Tram Region Bern: Einsprachenflut: Breitsch gegen Baupläne
Aktualisiert

Tram Region BernEinsprachenflut: Breitsch gegen Baupläne

Parkplätze statt Aussensitzplätze – die Breitenrain-Bewohner wehren sich gegen den Umbau der Moserstrasse.

von
Sonja Mühlemann
Bekämpft die Trottoir-Verkleinerung - Yves Robert von der Quartierkommission.

Bekämpft die Trottoir-Verkleinerung - Yves Robert von der Quartierkommission.

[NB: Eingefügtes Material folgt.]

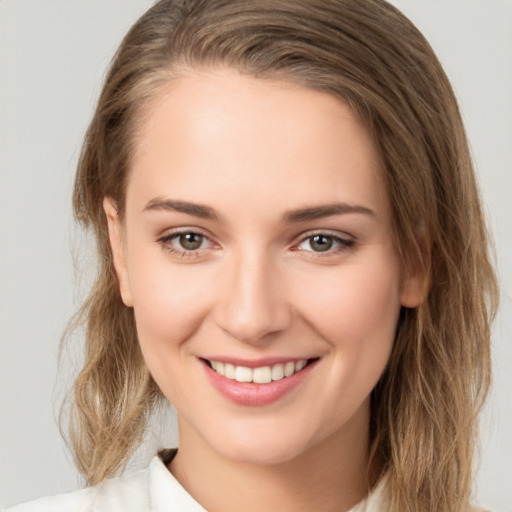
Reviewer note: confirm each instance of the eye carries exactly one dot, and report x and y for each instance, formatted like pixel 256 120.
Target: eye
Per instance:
pixel 185 242
pixel 323 242
pixel 190 241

Dicke Post für das Berner Tiefbauamt: Innert einer Woche hagelt es 50 Einsprachen gegen die Umbaupläne für die Moserstrasse. Die Breitenrain-Bewohner fürchten, dass die Café-Sitzplätze und spielende Kinder auf den breiten Trottoirs bald Parkplätzen und Tramschienen weichen müssen. «Die geplante Verbreiterung der Strasse zerstört den ganzen Boulevard-Charakter der Moserstrasse», klagt Yves Robert von der Quartierkommission.

Weniger Lebensgefühl

Im Zuge des Projekts Tram Region Bern wolle die Stadt klammheimlich eine Sonderspur für Trams durchboxen. Weil diese Platz brauche, müssten die Parkplätze auf das Trottoir verschoben werden – es bleibe nur ein schmaler Durchgang, so Robert auf Radio Bern1. «Dann ist Tempo 30 sicher auch kein Thema mehr, dabei würde diese Zone zum flanieren einladen.»

Seinem Ärger Luft machen will auch Manfred Bohnenblust, der seine Brötchen seit 43 Jahren an der Moserstrasse bäckt. Die Parkplätze vor der Ladentüre kämen der Bäckerei gelegen, dennoch wehrt er sich dagegen: «Wir fordern einen Marschhalt und wollen bei der Planung mitreden.»

Stadt will Lösung für alle

Bei der Stadt versucht man zu beschwichtigen: «Es wird sicher auch Leute geben, die die Umnutzung begrüssen, es geht darum, einen Kompromiss zu finden», sagt Reto Zurbuchen vom Berner Tiefbauamt. Dafür setze man sich mit den Interessengruppen zusammen. Ziel ist es, bis im Herbst eine gangbare Lösung zu finden.